I'll level the playing field and create a scenario in which any family can afford genetic enhancement. Is the autonomy of the enhanced child affected? On one view, as this child is the one actually born, she can have no complaints regarding autonomy, at least with respect to her enhanced genetic sequence. She's alive, and this is only a bad thing in the extremely unlikely circumstance that her life is not worth living.

Similar views have been propounded by Robertson in his discussion of early IVF techniques: "Since offspring would have had no alternative route to a healthy birth, embryo transfer... would not harm offspring, and therefore could not be banned on that basis."1

The child's autonomy would be affected by parents who attempt to limit their offspring's choices. But a child's autonomy is never that of an adult. A child's choices are always limited. A proportion of parents who choose genetic enhancement will be smart parents who have upgraded their child's opportunities and provide the space for their child to make her own choices (within the boundaries of being a child). Another group of parents will attempt to force choices upon their child.
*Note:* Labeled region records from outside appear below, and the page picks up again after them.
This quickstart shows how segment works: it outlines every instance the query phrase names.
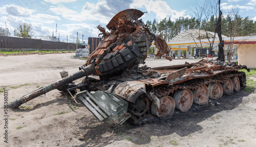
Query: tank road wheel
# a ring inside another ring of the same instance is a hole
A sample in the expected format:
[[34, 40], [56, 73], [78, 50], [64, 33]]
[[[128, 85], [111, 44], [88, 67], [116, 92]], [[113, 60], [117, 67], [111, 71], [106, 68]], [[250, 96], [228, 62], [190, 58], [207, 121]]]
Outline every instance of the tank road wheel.
[[190, 109], [193, 103], [193, 93], [189, 90], [178, 90], [174, 94], [176, 108], [182, 112]]
[[239, 78], [237, 76], [235, 76], [231, 78], [232, 83], [233, 83], [233, 87], [234, 88], [234, 91], [236, 92], [239, 92], [240, 91], [240, 81], [239, 81]]
[[216, 100], [222, 97], [223, 90], [221, 84], [219, 83], [211, 83], [208, 85], [209, 90], [209, 98], [211, 99]]
[[151, 105], [151, 112], [154, 115], [162, 119], [168, 119], [173, 115], [175, 109], [175, 101], [169, 96], [163, 97], [160, 99], [160, 109], [154, 103]]
[[202, 85], [198, 89], [192, 91], [194, 96], [194, 102], [198, 105], [205, 104], [209, 99], [208, 87]]
[[233, 94], [234, 88], [233, 87], [233, 83], [230, 79], [228, 79], [225, 83], [221, 85], [223, 89], [223, 94], [231, 95]]
[[132, 106], [131, 113], [135, 115], [140, 116], [150, 109], [150, 100], [145, 95], [141, 95], [138, 98]]

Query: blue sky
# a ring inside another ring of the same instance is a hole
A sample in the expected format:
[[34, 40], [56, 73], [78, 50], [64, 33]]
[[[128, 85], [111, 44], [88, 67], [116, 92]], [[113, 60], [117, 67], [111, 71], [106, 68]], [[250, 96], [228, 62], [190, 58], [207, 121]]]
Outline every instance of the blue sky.
[[[205, 0], [206, 1], [206, 0]], [[23, 22], [32, 24], [34, 37], [55, 36], [56, 24], [60, 40], [73, 42], [78, 32], [79, 40], [86, 41], [89, 36], [97, 37], [96, 26], [102, 26], [118, 12], [130, 8], [147, 12], [141, 18], [146, 22], [165, 17], [172, 20], [180, 16], [195, 16], [196, 5], [204, 0], [18, 0], [2, 1], [0, 3], [0, 26], [7, 27], [12, 35], [13, 30]], [[221, 8], [225, 12], [231, 7], [238, 7], [242, 17], [249, 16], [256, 20], [256, 0], [222, 0]]]

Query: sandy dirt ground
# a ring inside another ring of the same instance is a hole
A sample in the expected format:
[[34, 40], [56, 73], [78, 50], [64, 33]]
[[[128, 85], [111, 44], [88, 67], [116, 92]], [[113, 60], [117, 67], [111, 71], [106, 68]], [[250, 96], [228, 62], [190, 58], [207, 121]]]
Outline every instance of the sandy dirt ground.
[[[85, 61], [74, 53], [0, 56], [0, 89], [8, 102], [73, 73]], [[149, 67], [195, 62], [198, 60], [147, 59]], [[78, 82], [78, 79], [76, 82]], [[167, 120], [135, 126], [115, 127], [99, 122], [66, 94], [53, 90], [4, 116], [0, 93], [0, 146], [255, 146], [256, 94], [244, 91], [223, 96], [186, 112], [176, 110]], [[5, 125], [8, 126], [8, 143]]]

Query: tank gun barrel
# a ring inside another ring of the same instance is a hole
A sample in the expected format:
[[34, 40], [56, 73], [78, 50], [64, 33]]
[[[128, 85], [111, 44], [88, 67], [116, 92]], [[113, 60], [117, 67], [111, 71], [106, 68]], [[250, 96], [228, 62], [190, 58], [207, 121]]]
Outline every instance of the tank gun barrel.
[[53, 82], [48, 85], [45, 86], [39, 89], [17, 99], [8, 105], [9, 107], [12, 108], [17, 108], [22, 104], [30, 101], [37, 97], [56, 89], [58, 89], [65, 84], [71, 82], [77, 79], [88, 76], [94, 72], [94, 63], [83, 68], [80, 71], [71, 74], [68, 76], [63, 77], [56, 81]]

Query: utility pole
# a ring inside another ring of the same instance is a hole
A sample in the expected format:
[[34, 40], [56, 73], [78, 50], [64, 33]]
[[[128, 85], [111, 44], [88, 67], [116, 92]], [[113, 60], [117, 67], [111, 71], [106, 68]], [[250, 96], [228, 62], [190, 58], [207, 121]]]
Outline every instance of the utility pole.
[[82, 43], [83, 43], [83, 33], [82, 34]]
[[55, 37], [57, 37], [57, 23], [56, 24], [56, 33], [55, 33]]
[[77, 39], [78, 38], [78, 32], [76, 33], [76, 49], [77, 49]]

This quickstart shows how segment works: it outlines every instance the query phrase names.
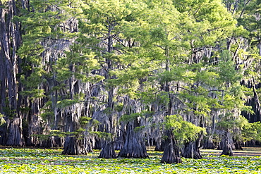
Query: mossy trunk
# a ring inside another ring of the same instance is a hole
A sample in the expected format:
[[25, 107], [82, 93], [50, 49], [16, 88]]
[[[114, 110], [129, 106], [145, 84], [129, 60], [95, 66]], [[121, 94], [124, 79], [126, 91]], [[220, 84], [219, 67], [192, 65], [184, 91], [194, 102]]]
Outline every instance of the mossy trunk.
[[102, 148], [99, 158], [115, 159], [117, 156], [115, 153], [114, 143], [114, 142], [109, 142], [106, 141], [104, 145]]
[[232, 147], [229, 142], [228, 133], [226, 132], [224, 135], [224, 141], [222, 144], [222, 153], [221, 155], [233, 156]]
[[201, 159], [198, 140], [185, 144], [182, 156], [186, 159]]
[[162, 163], [182, 163], [179, 148], [176, 144], [176, 141], [171, 130], [166, 130], [167, 138], [165, 139], [165, 148], [161, 160]]
[[84, 147], [83, 139], [79, 137], [79, 136], [68, 136], [61, 154], [66, 155], [86, 155], [87, 151]]
[[[137, 123], [137, 120], [134, 121]], [[136, 125], [134, 123], [134, 125]], [[147, 158], [145, 144], [141, 140], [138, 132], [134, 131], [133, 123], [127, 124], [127, 135], [124, 145], [118, 154], [118, 156], [127, 158]]]

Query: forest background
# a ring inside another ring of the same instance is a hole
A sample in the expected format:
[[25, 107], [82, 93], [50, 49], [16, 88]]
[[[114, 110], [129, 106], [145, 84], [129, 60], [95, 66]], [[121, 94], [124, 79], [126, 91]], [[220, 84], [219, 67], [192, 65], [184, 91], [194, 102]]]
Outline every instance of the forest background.
[[261, 1], [0, 1], [0, 144], [202, 158], [258, 144]]

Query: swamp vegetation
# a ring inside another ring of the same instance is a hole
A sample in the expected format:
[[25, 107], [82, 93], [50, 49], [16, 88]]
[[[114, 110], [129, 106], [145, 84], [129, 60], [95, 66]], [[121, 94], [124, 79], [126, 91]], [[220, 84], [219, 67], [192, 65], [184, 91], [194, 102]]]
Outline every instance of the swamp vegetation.
[[167, 164], [159, 163], [162, 152], [150, 150], [146, 159], [101, 159], [97, 150], [87, 156], [67, 156], [61, 154], [62, 149], [7, 148], [0, 149], [0, 173], [260, 173], [257, 150], [260, 151], [244, 149], [244, 153], [236, 151], [241, 156], [230, 157], [217, 155], [220, 151], [202, 151], [203, 159]]
[[145, 166], [146, 147], [182, 166], [230, 159], [200, 148], [232, 156], [260, 145], [260, 0], [0, 0], [0, 144], [79, 159], [100, 149], [99, 165]]

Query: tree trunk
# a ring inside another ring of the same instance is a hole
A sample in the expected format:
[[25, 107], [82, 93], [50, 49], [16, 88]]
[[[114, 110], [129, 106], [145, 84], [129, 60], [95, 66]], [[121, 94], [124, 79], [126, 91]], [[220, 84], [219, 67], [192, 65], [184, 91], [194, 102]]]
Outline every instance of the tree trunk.
[[166, 130], [167, 138], [165, 140], [165, 148], [161, 160], [162, 163], [182, 163], [179, 148], [176, 144], [173, 132], [171, 130]]
[[[0, 2], [0, 6], [4, 6]], [[0, 8], [0, 45], [3, 55], [0, 60], [3, 63], [3, 70], [6, 72], [5, 76], [1, 80], [1, 91], [7, 92], [6, 94], [1, 93], [1, 98], [8, 99], [8, 104], [1, 101], [1, 106], [8, 109], [4, 114], [8, 119], [8, 139], [6, 142], [10, 146], [23, 146], [22, 131], [22, 116], [19, 113], [18, 107], [18, 77], [20, 73], [19, 57], [16, 55], [18, 47], [21, 44], [20, 25], [18, 22], [13, 20], [13, 17], [17, 15], [17, 8], [14, 0], [7, 2], [7, 8]], [[8, 104], [8, 105], [7, 105]], [[3, 111], [3, 110], [2, 110]]]
[[68, 136], [61, 154], [66, 155], [86, 155], [87, 151], [84, 147], [83, 139], [78, 135]]
[[214, 149], [216, 147], [213, 143], [212, 136], [208, 136], [204, 139], [204, 149]]
[[114, 143], [114, 142], [109, 142], [106, 141], [99, 154], [99, 158], [115, 159], [116, 154], [115, 153]]
[[224, 135], [224, 141], [222, 144], [222, 153], [221, 155], [233, 156], [232, 147], [229, 142], [228, 133], [226, 132]]
[[202, 157], [199, 149], [199, 140], [185, 144], [182, 156], [186, 159], [201, 159]]
[[159, 137], [156, 142], [156, 147], [154, 151], [164, 151], [165, 147], [165, 140], [162, 138]]
[[[137, 120], [134, 121], [136, 122]], [[134, 124], [135, 125], [135, 124]], [[147, 158], [145, 144], [140, 140], [138, 132], [134, 132], [133, 123], [127, 124], [127, 135], [123, 147], [118, 154], [118, 156], [127, 158]]]

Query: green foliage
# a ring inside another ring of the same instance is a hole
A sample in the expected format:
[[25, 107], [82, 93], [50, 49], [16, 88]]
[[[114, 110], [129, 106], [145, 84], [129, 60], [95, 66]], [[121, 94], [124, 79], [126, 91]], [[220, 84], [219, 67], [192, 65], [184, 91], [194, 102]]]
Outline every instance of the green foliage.
[[0, 113], [0, 126], [4, 123], [6, 123], [6, 120], [4, 120], [5, 116]]
[[111, 133], [105, 132], [90, 132], [90, 134], [95, 135], [98, 137], [105, 139], [105, 140], [111, 140], [113, 138], [113, 135]]
[[174, 138], [180, 145], [183, 143], [195, 140], [200, 134], [205, 134], [205, 128], [184, 121], [181, 116], [167, 116], [165, 120], [166, 128], [171, 130]]

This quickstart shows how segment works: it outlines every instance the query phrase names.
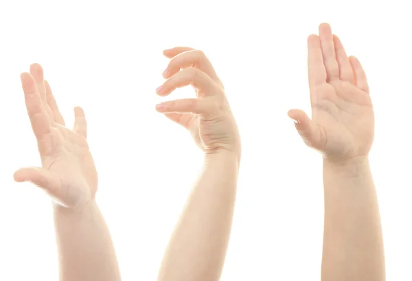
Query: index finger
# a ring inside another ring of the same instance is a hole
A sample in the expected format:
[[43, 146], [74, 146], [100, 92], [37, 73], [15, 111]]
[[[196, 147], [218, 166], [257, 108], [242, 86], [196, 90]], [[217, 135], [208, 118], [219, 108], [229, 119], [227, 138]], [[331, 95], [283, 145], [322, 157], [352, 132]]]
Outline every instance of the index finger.
[[163, 77], [169, 78], [181, 69], [195, 67], [207, 74], [212, 80], [223, 88], [222, 82], [218, 77], [211, 62], [205, 53], [201, 50], [191, 50], [181, 53], [170, 60], [163, 72]]
[[188, 51], [194, 51], [194, 49], [190, 47], [175, 47], [172, 49], [167, 49], [163, 51], [163, 55], [168, 58], [172, 58], [179, 53]]
[[52, 132], [50, 118], [43, 106], [33, 76], [30, 73], [24, 73], [21, 74], [20, 78], [32, 128], [36, 138], [39, 139]]
[[45, 80], [45, 86], [46, 87], [46, 99], [47, 100], [47, 103], [52, 110], [52, 112], [53, 114], [53, 118], [58, 123], [65, 125], [65, 119], [62, 116], [60, 110], [58, 110], [58, 106], [57, 106], [57, 102], [56, 101], [56, 99], [54, 98], [54, 95], [53, 95], [53, 92], [52, 92], [52, 88], [50, 88], [50, 85], [47, 80]]
[[308, 37], [308, 71], [310, 88], [326, 82], [326, 69], [323, 64], [321, 41], [317, 35]]

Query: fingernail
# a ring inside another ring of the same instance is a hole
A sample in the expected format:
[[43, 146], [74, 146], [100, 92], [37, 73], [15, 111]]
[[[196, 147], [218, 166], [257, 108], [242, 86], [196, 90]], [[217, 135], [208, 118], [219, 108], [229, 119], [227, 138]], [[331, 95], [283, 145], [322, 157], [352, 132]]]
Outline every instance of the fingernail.
[[159, 94], [159, 93], [160, 93], [160, 92], [161, 91], [161, 90], [162, 90], [162, 88], [161, 88], [161, 86], [160, 87], [157, 88], [156, 89], [156, 93], [157, 93]]
[[165, 78], [168, 77], [168, 75], [169, 74], [169, 70], [168, 69], [165, 69], [163, 73], [162, 73], [163, 77], [164, 77]]
[[294, 119], [293, 118], [292, 118], [290, 117], [289, 117], [289, 118], [291, 119], [293, 121], [293, 123], [295, 123], [295, 124], [299, 124], [300, 123], [299, 121], [298, 121], [297, 120]]

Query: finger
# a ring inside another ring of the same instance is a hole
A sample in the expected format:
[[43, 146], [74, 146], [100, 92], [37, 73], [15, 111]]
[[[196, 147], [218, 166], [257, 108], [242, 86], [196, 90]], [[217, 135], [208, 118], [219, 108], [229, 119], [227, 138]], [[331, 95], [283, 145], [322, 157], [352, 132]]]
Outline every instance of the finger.
[[156, 110], [161, 113], [192, 113], [196, 115], [213, 115], [216, 106], [209, 99], [182, 99], [165, 101], [157, 105]]
[[343, 81], [354, 82], [354, 72], [349, 62], [349, 58], [341, 40], [336, 35], [333, 36], [333, 44], [336, 54], [336, 60], [339, 66], [339, 77]]
[[355, 76], [355, 85], [360, 90], [369, 94], [369, 88], [367, 84], [367, 79], [366, 78], [366, 73], [363, 70], [363, 67], [362, 67], [362, 64], [360, 64], [360, 62], [353, 56], [351, 56], [349, 60]]
[[62, 116], [60, 110], [58, 110], [58, 107], [57, 106], [57, 102], [56, 101], [56, 99], [54, 98], [54, 95], [53, 95], [53, 93], [52, 92], [52, 88], [50, 88], [50, 85], [49, 82], [45, 80], [45, 86], [46, 88], [46, 99], [47, 100], [47, 103], [52, 110], [52, 112], [53, 113], [53, 117], [54, 121], [58, 123], [65, 125], [65, 119]]
[[323, 56], [323, 63], [328, 75], [327, 81], [337, 80], [339, 78], [339, 66], [336, 61], [332, 29], [328, 23], [322, 23], [319, 25], [319, 38]]
[[37, 86], [37, 90], [40, 94], [41, 101], [43, 103], [46, 112], [49, 115], [50, 119], [53, 121], [53, 112], [47, 104], [47, 100], [46, 97], [46, 88], [45, 86], [44, 73], [43, 68], [38, 64], [33, 64], [30, 65], [30, 74], [32, 74], [34, 78], [34, 81], [36, 82], [36, 85]]
[[87, 138], [87, 122], [84, 111], [80, 106], [74, 108], [74, 127], [73, 132]]
[[163, 55], [168, 58], [172, 58], [179, 53], [193, 50], [194, 50], [194, 49], [190, 48], [190, 47], [176, 47], [174, 48], [164, 50]]
[[323, 64], [321, 41], [317, 35], [308, 37], [308, 71], [311, 88], [326, 82], [326, 69]]
[[216, 74], [211, 63], [201, 50], [192, 50], [181, 53], [169, 62], [168, 67], [163, 73], [165, 78], [169, 78], [181, 69], [195, 67], [207, 74], [216, 83], [222, 86], [222, 82]]
[[186, 129], [189, 127], [189, 122], [193, 119], [193, 115], [184, 113], [165, 113], [165, 116]]
[[52, 132], [50, 117], [43, 106], [33, 77], [30, 73], [24, 73], [20, 77], [33, 132], [39, 139]]
[[318, 148], [319, 135], [317, 134], [317, 125], [304, 111], [297, 109], [289, 110], [288, 115], [295, 121], [295, 127], [306, 145]]
[[177, 88], [192, 85], [197, 89], [199, 96], [212, 95], [216, 93], [216, 85], [206, 73], [191, 67], [174, 74], [156, 89], [157, 95], [165, 96]]
[[58, 195], [58, 191], [61, 189], [61, 182], [52, 172], [43, 168], [21, 168], [14, 172], [13, 178], [17, 182], [32, 182], [56, 196]]

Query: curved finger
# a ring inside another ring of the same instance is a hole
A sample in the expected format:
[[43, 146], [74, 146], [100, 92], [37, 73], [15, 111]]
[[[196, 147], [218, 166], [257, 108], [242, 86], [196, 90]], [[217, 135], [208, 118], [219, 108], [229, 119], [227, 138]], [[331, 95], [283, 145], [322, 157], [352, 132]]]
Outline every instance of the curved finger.
[[343, 81], [353, 83], [354, 72], [349, 62], [349, 58], [347, 58], [342, 42], [336, 35], [333, 36], [333, 44], [335, 48], [336, 60], [339, 66], [339, 77]]
[[58, 107], [57, 106], [57, 102], [56, 101], [56, 99], [54, 98], [54, 95], [52, 92], [52, 88], [50, 88], [50, 85], [47, 80], [45, 80], [45, 86], [46, 88], [46, 99], [47, 100], [47, 104], [50, 107], [52, 110], [52, 112], [53, 113], [53, 117], [54, 121], [58, 123], [65, 125], [65, 119], [62, 116], [60, 110], [58, 110]]
[[310, 147], [319, 149], [319, 134], [317, 126], [304, 111], [292, 109], [288, 115], [295, 121], [295, 127], [304, 142]]
[[30, 73], [24, 73], [21, 74], [20, 78], [32, 128], [37, 139], [39, 139], [51, 132], [50, 117], [41, 101], [33, 76]]
[[182, 99], [165, 101], [157, 105], [156, 110], [161, 113], [192, 113], [196, 115], [212, 115], [218, 107], [209, 99]]
[[175, 47], [174, 48], [164, 50], [163, 55], [168, 58], [172, 58], [183, 52], [193, 50], [194, 50], [194, 49], [190, 47]]
[[339, 66], [333, 44], [333, 37], [330, 25], [322, 23], [319, 25], [319, 38], [323, 56], [323, 63], [328, 75], [327, 81], [339, 78]]
[[74, 127], [73, 132], [87, 138], [87, 122], [84, 111], [80, 106], [74, 108]]
[[323, 64], [321, 41], [317, 35], [308, 37], [308, 73], [311, 88], [326, 82], [326, 69]]
[[53, 112], [50, 109], [50, 107], [47, 104], [47, 100], [46, 97], [46, 88], [45, 86], [44, 82], [44, 72], [41, 66], [38, 64], [32, 64], [30, 65], [30, 74], [34, 78], [36, 82], [36, 86], [37, 86], [37, 90], [41, 97], [41, 101], [44, 104], [46, 112], [49, 115], [50, 119], [53, 121]]
[[191, 67], [172, 75], [163, 85], [156, 89], [156, 92], [159, 95], [165, 96], [176, 88], [189, 85], [193, 86], [198, 90], [199, 96], [214, 95], [218, 88], [214, 82], [206, 73], [198, 69]]
[[349, 59], [355, 76], [355, 85], [360, 90], [363, 90], [369, 94], [369, 88], [367, 84], [366, 73], [363, 70], [363, 67], [362, 67], [362, 64], [360, 64], [360, 62], [353, 56], [351, 56]]
[[[160, 112], [160, 111], [159, 111]], [[187, 129], [190, 121], [193, 119], [193, 115], [185, 113], [165, 113], [166, 117], [175, 122], [183, 127]]]
[[17, 182], [30, 182], [51, 193], [56, 193], [61, 187], [61, 183], [52, 172], [37, 167], [21, 168], [14, 172], [13, 178]]
[[181, 69], [195, 67], [207, 74], [216, 83], [222, 87], [222, 82], [218, 77], [211, 62], [207, 58], [205, 53], [201, 50], [191, 50], [181, 53], [173, 57], [163, 75], [165, 78], [169, 78]]

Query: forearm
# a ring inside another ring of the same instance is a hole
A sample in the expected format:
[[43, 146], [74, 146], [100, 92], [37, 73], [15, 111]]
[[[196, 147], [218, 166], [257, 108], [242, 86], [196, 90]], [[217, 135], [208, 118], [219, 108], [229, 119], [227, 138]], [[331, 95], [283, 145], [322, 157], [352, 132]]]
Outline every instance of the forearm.
[[208, 155], [166, 249], [159, 281], [217, 281], [229, 240], [238, 159]]
[[378, 199], [367, 159], [323, 162], [323, 281], [385, 280]]
[[108, 228], [95, 201], [78, 210], [54, 210], [60, 280], [120, 280]]

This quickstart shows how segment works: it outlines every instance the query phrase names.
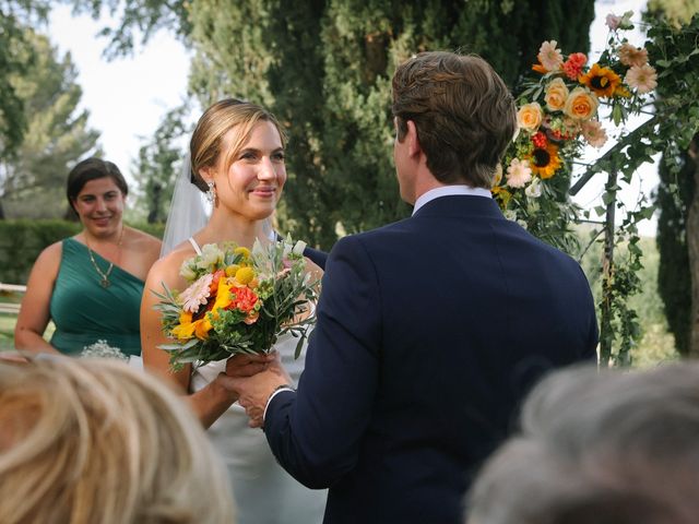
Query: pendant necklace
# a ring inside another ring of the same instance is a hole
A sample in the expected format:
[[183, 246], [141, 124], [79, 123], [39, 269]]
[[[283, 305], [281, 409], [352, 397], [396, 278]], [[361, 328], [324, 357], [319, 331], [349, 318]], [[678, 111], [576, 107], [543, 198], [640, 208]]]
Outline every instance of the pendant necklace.
[[[119, 241], [117, 242], [117, 249], [118, 254], [121, 254], [121, 239], [123, 238], [123, 226], [121, 226], [121, 233], [119, 234]], [[95, 260], [95, 255], [90, 247], [90, 243], [87, 242], [87, 235], [85, 235], [85, 246], [87, 246], [87, 253], [90, 254], [90, 261], [92, 262], [93, 267], [95, 269], [95, 271], [97, 272], [97, 274], [102, 277], [102, 279], [99, 281], [99, 285], [102, 287], [104, 287], [105, 289], [107, 287], [109, 287], [111, 285], [111, 283], [109, 282], [109, 275], [111, 274], [111, 270], [114, 270], [114, 262], [109, 262], [109, 267], [107, 267], [107, 271], [104, 272], [99, 269], [99, 266], [97, 265], [97, 261]]]

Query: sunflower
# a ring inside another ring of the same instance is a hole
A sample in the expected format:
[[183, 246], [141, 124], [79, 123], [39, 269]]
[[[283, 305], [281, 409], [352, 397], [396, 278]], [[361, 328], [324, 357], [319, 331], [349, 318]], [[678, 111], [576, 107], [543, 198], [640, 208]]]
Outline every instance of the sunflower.
[[500, 209], [506, 209], [512, 198], [512, 193], [502, 186], [494, 186], [490, 188], [490, 193], [493, 193], [493, 196], [499, 202]]
[[599, 63], [594, 63], [590, 71], [580, 75], [578, 81], [590, 87], [595, 95], [614, 96], [616, 88], [621, 84], [621, 79], [609, 68], [601, 68]]
[[558, 146], [550, 142], [545, 147], [534, 147], [526, 158], [532, 172], [543, 179], [553, 177], [561, 166]]

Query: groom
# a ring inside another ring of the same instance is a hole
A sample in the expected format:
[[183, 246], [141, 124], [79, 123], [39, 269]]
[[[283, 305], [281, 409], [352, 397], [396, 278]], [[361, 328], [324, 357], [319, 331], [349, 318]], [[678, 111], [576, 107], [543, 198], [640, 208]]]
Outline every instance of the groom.
[[393, 115], [413, 216], [331, 251], [297, 391], [276, 362], [229, 380], [280, 464], [330, 488], [324, 522], [457, 524], [533, 382], [595, 359], [595, 313], [578, 263], [490, 198], [516, 107], [485, 61], [410, 59]]

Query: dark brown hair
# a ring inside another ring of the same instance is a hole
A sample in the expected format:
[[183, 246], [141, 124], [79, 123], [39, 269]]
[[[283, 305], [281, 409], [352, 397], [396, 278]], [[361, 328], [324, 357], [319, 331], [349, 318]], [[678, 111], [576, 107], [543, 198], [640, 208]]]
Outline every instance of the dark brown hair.
[[66, 184], [66, 195], [71, 209], [75, 211], [73, 201], [90, 180], [109, 177], [117, 184], [119, 191], [126, 196], [129, 194], [129, 186], [123, 175], [112, 162], [103, 160], [102, 158], [86, 158], [79, 162], [68, 174], [68, 183]]
[[201, 178], [199, 170], [203, 167], [213, 167], [218, 162], [224, 135], [232, 128], [240, 126], [240, 132], [229, 144], [229, 150], [224, 159], [224, 167], [227, 169], [238, 152], [250, 140], [252, 128], [261, 120], [274, 124], [280, 133], [282, 146], [286, 146], [286, 134], [280, 122], [274, 115], [263, 107], [236, 98], [224, 98], [209, 107], [197, 122], [189, 143], [191, 182], [201, 191], [206, 191], [209, 187]]
[[442, 183], [490, 189], [517, 129], [514, 100], [482, 58], [420, 52], [393, 75], [398, 139], [415, 122], [427, 167]]

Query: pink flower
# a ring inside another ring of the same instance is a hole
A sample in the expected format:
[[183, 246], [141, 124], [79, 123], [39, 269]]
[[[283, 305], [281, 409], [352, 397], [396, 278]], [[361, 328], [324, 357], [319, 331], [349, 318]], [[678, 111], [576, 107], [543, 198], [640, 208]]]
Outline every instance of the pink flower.
[[568, 57], [566, 63], [564, 63], [564, 72], [570, 80], [578, 80], [578, 76], [582, 74], [582, 68], [588, 63], [588, 57], [582, 52], [573, 52]]
[[648, 63], [648, 50], [639, 49], [627, 41], [619, 49], [619, 61], [624, 66], [637, 66], [640, 68]]
[[607, 132], [597, 120], [587, 120], [581, 127], [582, 135], [591, 146], [599, 150], [606, 143]]
[[546, 69], [546, 71], [558, 71], [564, 63], [564, 56], [560, 53], [560, 49], [556, 49], [556, 40], [544, 41], [542, 47], [538, 48], [538, 61]]
[[619, 27], [619, 24], [621, 23], [623, 16], [617, 16], [615, 14], [607, 14], [606, 17], [606, 24], [607, 27], [609, 27], [609, 29], [614, 31], [617, 29]]
[[514, 158], [507, 168], [507, 184], [510, 188], [523, 188], [532, 179], [532, 169], [529, 160]]
[[206, 303], [213, 277], [214, 275], [208, 273], [180, 294], [179, 301], [183, 305], [183, 311], [196, 313], [199, 310], [199, 306]]
[[648, 63], [641, 67], [633, 66], [626, 73], [624, 82], [641, 94], [650, 93], [657, 87], [657, 73]]

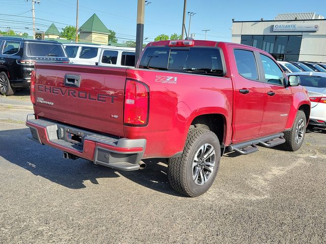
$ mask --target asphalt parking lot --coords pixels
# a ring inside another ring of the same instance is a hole
[[[21,93],[0,97],[1,243],[326,242],[325,130],[295,152],[224,156],[212,188],[188,198],[164,159],[117,172],[29,140]]]

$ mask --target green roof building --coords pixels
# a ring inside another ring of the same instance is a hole
[[[59,38],[60,33],[58,30],[58,28],[57,28],[57,27],[56,27],[56,25],[55,25],[55,24],[52,23],[44,34],[48,37],[48,38],[57,39]]]
[[[79,41],[107,45],[110,31],[94,14],[79,28]]]

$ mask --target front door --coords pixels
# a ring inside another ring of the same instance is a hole
[[[281,132],[285,129],[291,105],[290,87],[286,87],[283,72],[270,57],[260,54],[265,75],[266,105],[259,134]]]

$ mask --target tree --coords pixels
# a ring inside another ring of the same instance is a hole
[[[135,47],[136,46],[136,42],[134,42],[133,41],[127,41],[124,44],[128,47]]]
[[[176,33],[174,33],[171,35],[171,36],[170,38],[170,40],[181,40],[181,35],[178,35]]]
[[[165,34],[161,34],[155,37],[154,41],[156,42],[157,41],[165,41],[167,40],[169,40],[169,36]]]
[[[76,39],[76,27],[71,25],[67,25],[63,28],[63,31],[60,33],[60,37],[66,38],[67,40],[75,40]]]
[[[116,33],[111,29],[109,29],[108,31],[110,32],[108,34],[108,41],[117,43],[118,42],[118,39],[116,37]]]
I assert this would occur regardless of the availability of genetic enhancement.

Such genetic manipulation could provide great value. I would have enjoyed being able to run faster and jump higher. What if we could be able to breathe underwater? Such an enhancement would be greatly appreciated by many. What if we could read a 400-page book in an hour? I'd like to be able to do that, too.

But considering how much progress has been achieved in the last 50 years regarding the treatment of cancer (literally zero), such genetic breakthroughs are at least 100 years away. Regardless, a forward-thinking society would have its ethical constructs in place in advance of the technology.